Умберту, скрипнув зубами, откидывался в кресле, и перед глазами у него опять вставала красавица Нина, которую он был не в силах забыть.

Между тем Силвии понемногу становилось лучше. Она делала первые робкие шаги по комнате, и сама возможность ходить воодушевляла ее.

— Я мечтаю танцевать с тобой вальс, — сказала она вечером мужу, — закрываю глаза и вижу, как мы с тобой танцуем.

Умберту, закрывая глаза, вальсировал совсем с другой партнершей, но, когда это случалось при Силвии, ему становилось стыдно, и он бывал с ней особенно нежен. Силвия винила себя в любовных похождениях мужа.

«Будь я здорова, такого бы не случалось», — вздыхала она. Ей хотелось поправиться поскорее и наконец-то всерьез заняться делами фабрики. Почему-то она была уверена, что сможет вникнуть во все проблемы. И не только вникнуть, но и разрешить их. «Умберту не создан для того, чтобы работать с женщинами, он — настоящий мужчина», — таков был ее вывод относительно мужа.

Работать с женщинами пришлось и Дженаро. И еще с какими женщинами! Профессиональными обольстительницами, соблазнительницами и утолительницами всех телесных желаний.

Если бы прежде кто-нибудь сказал, что Дженаро будет работать пианистом в борделе, он бы убил злостного клеветника. И тем не менее он играл именно там вечерами, и клиенты заслушивались его игрой.

Теперь у Дженаро была работа и были деньги, но он очень тосковал по сыну. Видя вокруг себя молодежь, он вспоминал своего Тони, жалел о былом, мечтал о встрече. Но сколько он ни пытался найти сына, поиски ни к чему не приводили. Иногда надежда оставляла его, он впадал в отчаяние, и тогда в салоне борделя звучал тоскующий Шопен, под музыку которого плакал пьяными слезами какой-нибудь богач-эмигрант.

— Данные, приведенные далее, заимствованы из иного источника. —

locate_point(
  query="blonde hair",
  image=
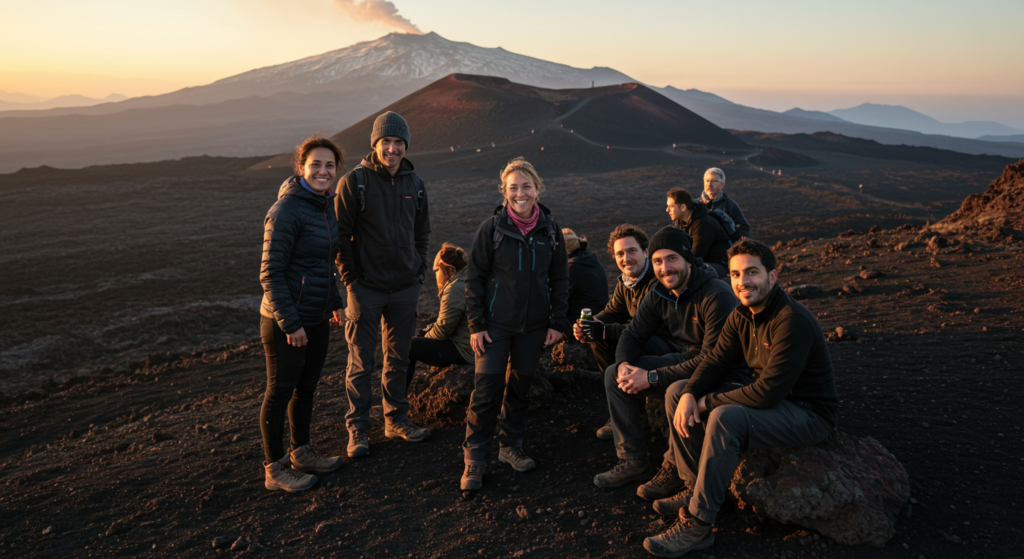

В такие дни девочки окружали седого пианиста, желая его утешить. Они успели привязаться к нему, и щедро предлагали свои услуги.

— Ты каких любишь, рыженьких или черненьких? — спрашивала шустрая Микаэла. — Только скажи, и любая пойдет с тобой.

«Стареньких», — отвечал про себя Дженаро, вспоминая свою Розу, которая в его глазах оставалась всегда молодой, но по сравнению с этой зеленью, конечно, была старушкой. Как он теперь раскаивался, что оставлял ее одну тосковать о сыне! Как раскаивался, что отрекался от Тони! Он казнил себя за свой строптивый нрав, за дурной характер. На старости лет он остался совсем один, но винить в этом было некого. Он сам беспощадно рвал родственные связи, гнал от себя родных и близких, и теперь продажные женщины считали его своим и дарили дружбу. Какая насмешка! Какое унижение! Какое жестокое и справедливое наказание!